Há pouco tempo, o advogado e escritor José Roberto de Castro Neves trouxe para o mercado um livro que todos deveriam ter na estante: “Caixa de Palavras: Por que você deve ler (e o que ler)”. Na obra, como já indica o título, o autor faz um excelente apanhado da literatura ocidental para explicar, de forma quase didática, todos os benefícios da leitura. Mas o que mais chamou minha atenção não foi isso.
O que me surpreendeu foi o despudor de José Roberto em descrever o enredo de inúmeros clássicos nacionais e internacionais, sem se preocupar tanto com aquele público que detesta receber spoilers. A defesa do autor, aliás, foi ótima: a narrativa de um livro, em geral, vale por si mesma, já que o “o caminho muitas vezes vale mais do que o destino”.
Desde então, costumo me lembrar de José Roberto quando, às vezes, sou solicitado a indicar algum filme entre amigos ou membros da família.

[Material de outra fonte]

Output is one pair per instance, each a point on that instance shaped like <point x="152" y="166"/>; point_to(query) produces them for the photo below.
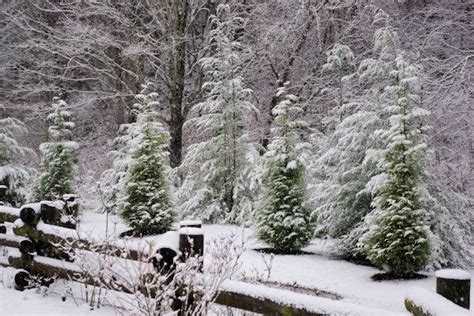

A depender do interlocutor, acabo ativando o modo pilhéria e, com isso, recomendo nada menos do que Mártires, um longa-metragem de terror quase trash, famoso por envolver cenas brutais de tortura.
Ou seja: já sabendo que dificilmente o interlocutor perderia tempo com um filme tão classe B, não resisto a dar o spoiler. Trata-se da história de duas garotas que, em diferentes momentos, caem nas mãos de um grupo de torturadores, cujo objetivo é desvendar o que existe do outro lado da vida através da tortura, levando cada vítima até o limiar da existência para contar o que viu.
Quem não ficaria intrigado em descobrir o que há entre a vida e a morte, não é mesmo?
Mas o impressionante é que, no decorrer da história, o espectador se envolve nesse percurso imersivo e acaba realmente ansioso pelo relato da vítima, querendo entrever a última fronteira da realidade. Até que, depois de um longo martírio, enfim a prisioneira decide contar o que acabara de ver e de sentir, revelando, em suma, o segredo da existência.
Mesmo combalida e torturada, a garota convoca a chefe do grupo, sussurrando no ouvido dela o que presenciara no limite da consciência. Eis que a líder religiosa, completamente estarrecida, convoca todos os membros da seita para, enfim, fazer a grande revelação, deixando todos em transe, vidrados na tela. Mas (eis o spoiler) a personagem se tranca no banheiro para se maquiar e, de forma abrupta, com ar grave e compenetrado, tira a própria vida com um tiro, sem revelar nada para ninguém.
É difícil imaginar uma quebra de expectativa tão fantástica quanto esta, capaz de arrancar a mais insana gargalhada do espectador menos envolvido com a história, sendo um dos finais mais nonsenses já colocados na grande tela. E quem achava que enfim iria descobrir o segredo da vida (logo num filme desses!) acaba ficando a ver navios, dando com os burros n’água, caindo do cavalo e mais qualquer outra expressão idiomática que o leitor conseguir tirar da cartola… e ainda correndo o risco de não encontrar nenhuma que faça jus a Mártires.
Talvez porque, como diria Aparício Torelly, nosso célebre Barão de Itararé, de onde menos se espera é que não sai coisa alguma. Como essa crônica, por exemplo.